A distress call! A ship collision with a ferry! Passengers injured! Thousands of gallons of oil leaking! This was the scenario presented last week to 20 participants of an Oil Spill Seminar held at Croatian Navy Headquarters in Split, Croatia. In this fictional scenario, a 176 meter cargo ship has collided with a 300 passenger ferry 25 kilometers off the Dalmatian coast in the Adriatic. Experts and decision-makers representing the Croatian military and six other ministries and organizations collaborated to develop a response to rescue passengers, stop the release of 2500 gallons of oil threatening their extensive coastline and islands, while potentially having to salvage the ship.
During the 2.5 day workshop conducted from 21-23 May, participants representing Ministry of Defense (Navy and Coast Guard), Ministry of Environment, Ministry of Interior, Ministry of Maritime Affairs, Ministry of Agriculture, Directorate of Protection and Rescue, and Ferry Port-Split worked through options to respond to similar coastal crises. The workshop, facilitated by US European Command (USEUCOM), US Embassy’s Office of Defense Cooperation (ODC), Naval Sea Systems Command Supervisor of Salvage and Diving (NAVSEA SUPSALV), Navy Facilities Command (NAVFAC), and US Navy Sixth Fleet provided a forum for participants to exercise their national response in the event of an oil spill in accordance with Croatia’s Contingency Plan for Accidental Marine Pollution. The objectives of the workshop were to exchange ideas; build on past efforts; raise awareness on the national implications to tourism, economy and environmental preservation in the event of an off-shore oil spill; and increase preparedness, planning, response and recovery to environmental disasters in order to enhance coastal resiliency.

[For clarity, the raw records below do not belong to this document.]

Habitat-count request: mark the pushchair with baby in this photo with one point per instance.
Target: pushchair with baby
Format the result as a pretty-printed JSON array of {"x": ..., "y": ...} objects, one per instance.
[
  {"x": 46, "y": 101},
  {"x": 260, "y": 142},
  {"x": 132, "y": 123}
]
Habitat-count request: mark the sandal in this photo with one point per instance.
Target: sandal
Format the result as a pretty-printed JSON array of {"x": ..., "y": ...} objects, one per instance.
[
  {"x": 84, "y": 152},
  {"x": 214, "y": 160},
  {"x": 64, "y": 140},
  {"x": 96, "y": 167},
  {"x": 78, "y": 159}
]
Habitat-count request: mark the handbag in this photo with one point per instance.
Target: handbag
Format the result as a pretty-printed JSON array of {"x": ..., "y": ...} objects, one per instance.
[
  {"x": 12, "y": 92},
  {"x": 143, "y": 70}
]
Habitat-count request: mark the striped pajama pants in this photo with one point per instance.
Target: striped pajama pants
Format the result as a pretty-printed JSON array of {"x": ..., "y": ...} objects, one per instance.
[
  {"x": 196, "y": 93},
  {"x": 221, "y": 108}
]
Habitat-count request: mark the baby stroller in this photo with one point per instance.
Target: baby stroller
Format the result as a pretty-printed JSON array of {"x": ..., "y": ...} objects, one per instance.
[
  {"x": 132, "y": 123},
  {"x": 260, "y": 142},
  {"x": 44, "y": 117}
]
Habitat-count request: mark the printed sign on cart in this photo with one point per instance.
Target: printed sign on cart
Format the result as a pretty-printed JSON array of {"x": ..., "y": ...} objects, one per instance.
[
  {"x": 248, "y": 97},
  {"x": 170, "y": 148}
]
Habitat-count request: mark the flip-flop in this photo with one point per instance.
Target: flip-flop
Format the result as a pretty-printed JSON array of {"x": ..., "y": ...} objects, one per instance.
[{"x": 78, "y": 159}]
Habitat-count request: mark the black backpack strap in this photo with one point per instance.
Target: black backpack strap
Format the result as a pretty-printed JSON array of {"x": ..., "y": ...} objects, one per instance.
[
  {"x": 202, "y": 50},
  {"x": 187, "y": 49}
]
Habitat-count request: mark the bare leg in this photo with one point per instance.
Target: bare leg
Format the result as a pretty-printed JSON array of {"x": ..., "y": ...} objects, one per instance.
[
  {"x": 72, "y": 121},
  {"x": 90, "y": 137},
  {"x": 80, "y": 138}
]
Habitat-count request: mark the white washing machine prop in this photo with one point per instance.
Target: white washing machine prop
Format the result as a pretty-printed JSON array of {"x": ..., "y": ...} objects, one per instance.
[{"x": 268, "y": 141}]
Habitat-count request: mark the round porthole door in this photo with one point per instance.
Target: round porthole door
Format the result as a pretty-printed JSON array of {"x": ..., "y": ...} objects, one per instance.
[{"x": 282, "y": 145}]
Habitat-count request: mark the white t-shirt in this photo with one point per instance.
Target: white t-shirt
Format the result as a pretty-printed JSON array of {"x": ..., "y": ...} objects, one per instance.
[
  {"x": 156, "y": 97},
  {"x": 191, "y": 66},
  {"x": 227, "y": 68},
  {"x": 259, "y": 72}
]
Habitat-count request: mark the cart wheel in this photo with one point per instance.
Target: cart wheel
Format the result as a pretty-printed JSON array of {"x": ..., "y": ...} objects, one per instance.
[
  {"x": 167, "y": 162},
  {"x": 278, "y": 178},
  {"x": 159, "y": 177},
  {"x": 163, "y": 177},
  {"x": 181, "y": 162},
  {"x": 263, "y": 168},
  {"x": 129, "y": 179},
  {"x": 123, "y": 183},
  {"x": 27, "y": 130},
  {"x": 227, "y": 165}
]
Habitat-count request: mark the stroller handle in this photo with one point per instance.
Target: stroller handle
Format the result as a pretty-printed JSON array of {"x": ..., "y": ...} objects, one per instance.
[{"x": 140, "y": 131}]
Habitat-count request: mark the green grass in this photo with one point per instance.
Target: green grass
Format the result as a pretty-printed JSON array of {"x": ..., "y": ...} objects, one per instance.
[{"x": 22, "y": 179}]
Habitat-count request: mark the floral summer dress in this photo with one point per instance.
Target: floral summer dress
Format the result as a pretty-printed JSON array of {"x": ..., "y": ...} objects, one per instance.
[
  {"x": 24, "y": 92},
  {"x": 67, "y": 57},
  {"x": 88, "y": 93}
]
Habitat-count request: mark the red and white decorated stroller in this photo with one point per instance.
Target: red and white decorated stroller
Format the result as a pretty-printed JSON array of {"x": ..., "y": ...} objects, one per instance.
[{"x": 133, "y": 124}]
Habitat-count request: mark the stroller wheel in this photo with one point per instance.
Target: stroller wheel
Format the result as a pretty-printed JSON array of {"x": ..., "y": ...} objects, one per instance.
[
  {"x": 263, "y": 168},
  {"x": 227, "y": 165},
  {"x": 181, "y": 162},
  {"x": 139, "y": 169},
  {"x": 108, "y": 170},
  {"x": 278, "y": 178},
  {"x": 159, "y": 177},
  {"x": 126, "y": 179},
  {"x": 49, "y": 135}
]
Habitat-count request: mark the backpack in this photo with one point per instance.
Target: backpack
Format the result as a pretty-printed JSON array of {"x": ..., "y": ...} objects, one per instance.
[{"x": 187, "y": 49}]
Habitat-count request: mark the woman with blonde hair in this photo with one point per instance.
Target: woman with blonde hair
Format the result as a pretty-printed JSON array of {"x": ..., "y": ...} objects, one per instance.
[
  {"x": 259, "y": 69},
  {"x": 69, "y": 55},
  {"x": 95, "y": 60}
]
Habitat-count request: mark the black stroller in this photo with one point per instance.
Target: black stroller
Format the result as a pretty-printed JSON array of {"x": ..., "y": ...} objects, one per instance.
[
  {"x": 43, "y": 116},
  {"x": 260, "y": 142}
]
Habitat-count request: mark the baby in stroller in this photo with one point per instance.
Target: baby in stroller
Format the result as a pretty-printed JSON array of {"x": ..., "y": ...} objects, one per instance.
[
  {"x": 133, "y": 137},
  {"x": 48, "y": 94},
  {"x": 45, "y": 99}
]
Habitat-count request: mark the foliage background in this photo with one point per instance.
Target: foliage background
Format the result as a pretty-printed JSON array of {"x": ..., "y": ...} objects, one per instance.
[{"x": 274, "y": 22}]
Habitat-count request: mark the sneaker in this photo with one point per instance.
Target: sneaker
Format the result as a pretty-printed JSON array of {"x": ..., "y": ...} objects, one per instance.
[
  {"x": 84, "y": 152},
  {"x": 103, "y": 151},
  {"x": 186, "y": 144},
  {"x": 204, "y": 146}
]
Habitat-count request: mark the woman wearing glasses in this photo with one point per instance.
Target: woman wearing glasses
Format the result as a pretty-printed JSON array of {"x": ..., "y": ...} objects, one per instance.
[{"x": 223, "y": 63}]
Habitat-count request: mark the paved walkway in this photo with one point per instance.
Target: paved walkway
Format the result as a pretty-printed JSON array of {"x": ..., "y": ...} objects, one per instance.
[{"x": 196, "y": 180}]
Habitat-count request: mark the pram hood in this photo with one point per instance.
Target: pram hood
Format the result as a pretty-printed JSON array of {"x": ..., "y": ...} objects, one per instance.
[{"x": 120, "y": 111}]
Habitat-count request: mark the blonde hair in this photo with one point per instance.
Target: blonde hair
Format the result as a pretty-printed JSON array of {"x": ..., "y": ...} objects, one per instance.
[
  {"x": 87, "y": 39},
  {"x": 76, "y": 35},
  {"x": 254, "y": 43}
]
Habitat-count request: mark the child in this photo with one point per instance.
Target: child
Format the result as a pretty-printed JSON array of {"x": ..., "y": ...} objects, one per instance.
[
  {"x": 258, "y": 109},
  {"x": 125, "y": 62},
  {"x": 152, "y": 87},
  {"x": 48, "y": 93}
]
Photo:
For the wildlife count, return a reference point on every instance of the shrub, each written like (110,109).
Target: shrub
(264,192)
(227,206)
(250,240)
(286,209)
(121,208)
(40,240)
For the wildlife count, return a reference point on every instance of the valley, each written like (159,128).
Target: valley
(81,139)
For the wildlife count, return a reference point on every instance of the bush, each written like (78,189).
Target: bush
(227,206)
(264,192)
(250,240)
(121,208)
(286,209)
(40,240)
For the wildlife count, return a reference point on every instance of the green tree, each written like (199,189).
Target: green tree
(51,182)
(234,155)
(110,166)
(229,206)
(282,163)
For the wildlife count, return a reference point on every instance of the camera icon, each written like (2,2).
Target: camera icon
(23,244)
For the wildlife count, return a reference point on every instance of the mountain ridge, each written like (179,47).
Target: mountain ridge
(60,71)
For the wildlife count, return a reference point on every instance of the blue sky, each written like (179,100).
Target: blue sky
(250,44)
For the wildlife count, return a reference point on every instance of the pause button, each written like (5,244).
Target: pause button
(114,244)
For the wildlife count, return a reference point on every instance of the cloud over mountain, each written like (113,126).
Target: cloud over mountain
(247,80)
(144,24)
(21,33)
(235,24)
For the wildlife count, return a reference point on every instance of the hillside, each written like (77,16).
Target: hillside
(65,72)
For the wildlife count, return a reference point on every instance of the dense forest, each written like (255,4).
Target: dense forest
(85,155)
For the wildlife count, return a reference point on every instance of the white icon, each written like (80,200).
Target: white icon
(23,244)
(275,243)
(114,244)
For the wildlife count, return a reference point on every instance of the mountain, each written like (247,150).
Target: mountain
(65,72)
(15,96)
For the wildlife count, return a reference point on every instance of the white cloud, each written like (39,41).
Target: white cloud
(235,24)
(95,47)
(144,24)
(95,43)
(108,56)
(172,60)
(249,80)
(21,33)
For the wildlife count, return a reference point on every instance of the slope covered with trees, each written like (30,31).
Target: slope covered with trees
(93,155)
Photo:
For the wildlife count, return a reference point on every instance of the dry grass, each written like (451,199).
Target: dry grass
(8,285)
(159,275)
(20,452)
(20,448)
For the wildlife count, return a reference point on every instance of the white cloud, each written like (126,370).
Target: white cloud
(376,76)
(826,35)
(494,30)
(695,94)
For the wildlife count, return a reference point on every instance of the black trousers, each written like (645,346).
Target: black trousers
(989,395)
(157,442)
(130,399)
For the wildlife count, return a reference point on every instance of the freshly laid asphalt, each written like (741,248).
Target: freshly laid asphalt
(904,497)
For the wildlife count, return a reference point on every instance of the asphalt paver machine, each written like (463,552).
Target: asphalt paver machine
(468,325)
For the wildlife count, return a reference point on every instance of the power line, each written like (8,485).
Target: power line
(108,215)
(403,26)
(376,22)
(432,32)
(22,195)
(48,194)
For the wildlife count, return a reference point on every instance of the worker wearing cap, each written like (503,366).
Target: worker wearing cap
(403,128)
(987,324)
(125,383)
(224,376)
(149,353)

With over 1400 tankers, cargo ships and ferries moving through the Adriatic a year, the threat of a maritime accident and subsequent release of fuel or other chemicals is of great concern to a country such as Croatia with more than 1000 islands and about 12% of their GDP derived from tourism. Disasters such as the cargo ship fire off the coast of Croatia in 2008, the Costa Concordia grounding off the coast of Italy in 2012, and most recently the collision of a cargo ship with the Port Control tower a few weeks ago in Genoa, Italy, re-emphasize the requirement to be prepared for these types of incidents. The consensus among participants is that another maritime crisis in the Adriatic is not a matter of “if,” but a matter of “when.&rdquo
This workshop, funded by Office of Secretary of Defense’s (OSD) Defense Environmental International Cooperation (DEIC) program, is an excellent example of military-to-military cooperation with civil authority participation. The workshop was executed by EUCOM’s ECJ4-Engineering Division and aligned with ECJ5 Strategy under the Environmental Security Line of Activity (LOA). Under the Environmental Security LOA, EUCOM partners with allies and other European nations to strengthen relationships, improve interoperability, or assist in meeting NATO capability goals. This seminar is the third engagement on this topic since 2010, and has provided the groundwork from which the Croatian Coast Guard has built their own SOP in response to an oil spill. The information exchanges are also mutually beneficial – through this partnership the US has learned a lot about how the Croatians would respond to a major oil spill, how we may be asked to assist if needed, and how collectively we may be able to respond to such disasters. The workshop was viewed as highly successful and productive by all participants, and has hopefully helped to bring our partners one step further along the path of maritime disaster preparedness.